La recherche a débuté en 2013 lorsque Clarke, un paléontologue, a découvert un syrinx dans le fossile d'un oiseau ressemblant à un canard qui vivait dans ce qui est aujourd'hui l'Antarctique à la fin du Crétacé. Le spécimen est le plus ancien syrinx découvert. Mais lorsqu’elle a essayé de comparer le syrinx fossile aux syrinx des oiseaux modernes, elle a constaté que la littérature scientifique faisait défaut. De nombreuses études remontaient au 19ème siècle, avant l'avènement de l'imagerie scientifique moderne, ou citaient des affirmations issues d'études plus anciennes sans les revérifier.
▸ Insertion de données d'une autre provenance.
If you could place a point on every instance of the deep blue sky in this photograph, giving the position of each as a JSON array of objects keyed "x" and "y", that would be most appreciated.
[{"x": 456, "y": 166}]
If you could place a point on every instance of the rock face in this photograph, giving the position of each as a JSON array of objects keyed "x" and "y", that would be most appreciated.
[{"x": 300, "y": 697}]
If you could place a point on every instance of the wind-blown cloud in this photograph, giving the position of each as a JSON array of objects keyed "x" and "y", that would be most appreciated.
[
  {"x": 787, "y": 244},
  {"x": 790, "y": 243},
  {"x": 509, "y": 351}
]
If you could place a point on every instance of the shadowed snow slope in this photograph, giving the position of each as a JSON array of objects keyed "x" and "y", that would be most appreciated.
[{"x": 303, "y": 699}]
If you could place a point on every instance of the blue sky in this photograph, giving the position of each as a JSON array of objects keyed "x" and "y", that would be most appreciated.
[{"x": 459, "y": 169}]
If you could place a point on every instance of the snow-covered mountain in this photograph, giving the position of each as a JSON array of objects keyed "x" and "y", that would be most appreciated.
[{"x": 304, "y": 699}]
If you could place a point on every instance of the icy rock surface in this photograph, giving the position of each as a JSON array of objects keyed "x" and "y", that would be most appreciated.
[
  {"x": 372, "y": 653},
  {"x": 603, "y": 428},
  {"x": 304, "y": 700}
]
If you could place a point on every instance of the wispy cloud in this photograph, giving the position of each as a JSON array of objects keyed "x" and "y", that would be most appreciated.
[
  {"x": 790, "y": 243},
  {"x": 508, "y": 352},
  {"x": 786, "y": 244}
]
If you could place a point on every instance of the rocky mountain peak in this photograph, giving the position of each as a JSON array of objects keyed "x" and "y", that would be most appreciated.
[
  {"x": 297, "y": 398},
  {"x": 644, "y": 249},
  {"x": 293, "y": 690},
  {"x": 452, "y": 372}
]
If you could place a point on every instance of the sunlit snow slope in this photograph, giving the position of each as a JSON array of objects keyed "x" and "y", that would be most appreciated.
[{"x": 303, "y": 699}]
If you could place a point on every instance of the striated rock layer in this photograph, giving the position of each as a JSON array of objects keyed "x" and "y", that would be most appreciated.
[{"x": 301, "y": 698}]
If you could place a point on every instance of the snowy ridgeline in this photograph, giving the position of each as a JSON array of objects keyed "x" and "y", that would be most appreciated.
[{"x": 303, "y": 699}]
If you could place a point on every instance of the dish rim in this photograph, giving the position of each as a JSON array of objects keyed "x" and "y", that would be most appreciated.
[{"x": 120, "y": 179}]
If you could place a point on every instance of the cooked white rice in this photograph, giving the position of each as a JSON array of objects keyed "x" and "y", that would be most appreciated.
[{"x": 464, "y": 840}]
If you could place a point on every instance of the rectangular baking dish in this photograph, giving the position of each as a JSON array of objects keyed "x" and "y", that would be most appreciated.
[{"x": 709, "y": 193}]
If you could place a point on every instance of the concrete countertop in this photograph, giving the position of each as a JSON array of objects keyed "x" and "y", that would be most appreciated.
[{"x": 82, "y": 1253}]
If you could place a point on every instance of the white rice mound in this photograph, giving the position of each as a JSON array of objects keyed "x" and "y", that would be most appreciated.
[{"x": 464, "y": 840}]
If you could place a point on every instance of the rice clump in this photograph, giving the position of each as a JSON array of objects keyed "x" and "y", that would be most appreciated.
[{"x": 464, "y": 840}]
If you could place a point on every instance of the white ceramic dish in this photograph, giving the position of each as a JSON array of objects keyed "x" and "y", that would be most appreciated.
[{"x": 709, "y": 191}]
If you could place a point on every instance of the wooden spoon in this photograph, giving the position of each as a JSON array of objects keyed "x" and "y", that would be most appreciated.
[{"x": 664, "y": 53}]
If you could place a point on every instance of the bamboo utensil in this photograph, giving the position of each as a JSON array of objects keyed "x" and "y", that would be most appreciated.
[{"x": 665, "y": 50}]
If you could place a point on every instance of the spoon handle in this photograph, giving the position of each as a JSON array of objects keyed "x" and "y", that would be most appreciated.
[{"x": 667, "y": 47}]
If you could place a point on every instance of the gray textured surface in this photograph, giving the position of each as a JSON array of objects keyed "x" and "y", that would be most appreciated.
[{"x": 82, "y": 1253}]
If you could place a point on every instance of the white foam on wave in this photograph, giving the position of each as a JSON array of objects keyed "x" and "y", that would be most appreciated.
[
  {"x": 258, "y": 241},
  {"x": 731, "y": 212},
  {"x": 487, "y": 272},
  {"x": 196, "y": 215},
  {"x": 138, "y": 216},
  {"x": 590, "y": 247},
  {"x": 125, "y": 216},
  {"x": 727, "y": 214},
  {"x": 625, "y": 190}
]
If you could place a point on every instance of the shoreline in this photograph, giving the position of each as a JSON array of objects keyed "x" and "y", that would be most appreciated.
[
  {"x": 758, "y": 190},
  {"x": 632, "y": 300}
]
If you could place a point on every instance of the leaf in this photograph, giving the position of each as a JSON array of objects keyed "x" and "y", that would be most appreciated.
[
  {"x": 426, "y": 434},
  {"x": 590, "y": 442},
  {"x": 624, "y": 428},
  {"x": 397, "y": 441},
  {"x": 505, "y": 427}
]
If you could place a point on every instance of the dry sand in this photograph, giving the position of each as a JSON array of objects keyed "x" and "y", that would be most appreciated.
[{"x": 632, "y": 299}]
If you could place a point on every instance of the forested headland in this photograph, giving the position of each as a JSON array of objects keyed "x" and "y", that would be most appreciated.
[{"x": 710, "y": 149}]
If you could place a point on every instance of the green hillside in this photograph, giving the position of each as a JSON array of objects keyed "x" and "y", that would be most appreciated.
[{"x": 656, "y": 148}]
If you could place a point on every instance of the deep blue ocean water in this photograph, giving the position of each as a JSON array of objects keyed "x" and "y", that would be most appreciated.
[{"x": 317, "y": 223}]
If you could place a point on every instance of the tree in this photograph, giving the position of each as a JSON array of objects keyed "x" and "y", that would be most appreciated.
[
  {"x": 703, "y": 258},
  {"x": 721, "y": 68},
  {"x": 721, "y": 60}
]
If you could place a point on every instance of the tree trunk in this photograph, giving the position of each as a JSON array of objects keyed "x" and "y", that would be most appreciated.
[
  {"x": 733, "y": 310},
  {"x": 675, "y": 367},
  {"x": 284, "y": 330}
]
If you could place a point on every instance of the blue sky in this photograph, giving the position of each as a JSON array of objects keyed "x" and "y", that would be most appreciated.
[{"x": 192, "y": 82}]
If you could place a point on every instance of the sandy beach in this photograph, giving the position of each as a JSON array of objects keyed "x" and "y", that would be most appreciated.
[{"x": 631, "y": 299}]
Cela a confié à Clarke la mission de moderniser et d'optimiser la collecte de données Syrinx.
"Nous avions cette nouvelle structure tridimensionnelle, mais nous n'avions rien à quoi la comparer", a déclaré Clarke, décrivant les données d'imagerie CT du syrinx fossile. "Nous avons donc commencé à générer des données qui n'existaient pas auparavant sur la structure des syrinx chez de nombreux groupes d'oiseaux différents."
Au fil des années, Clarke et les membres de son laboratoire ont développé de nouvelles méthodes pour disséquer, préserver et scanner les syrinx qui ont permis de révéler le syrinx plus en détail. Ces vues améliorées de l'organe vocal de l'autruche et du colibri ont montré que le comportement des oiseaux peut être tout aussi important que celui du syrinx lorsqu'il s'agit du répertoire de sons produits par ces oiseaux.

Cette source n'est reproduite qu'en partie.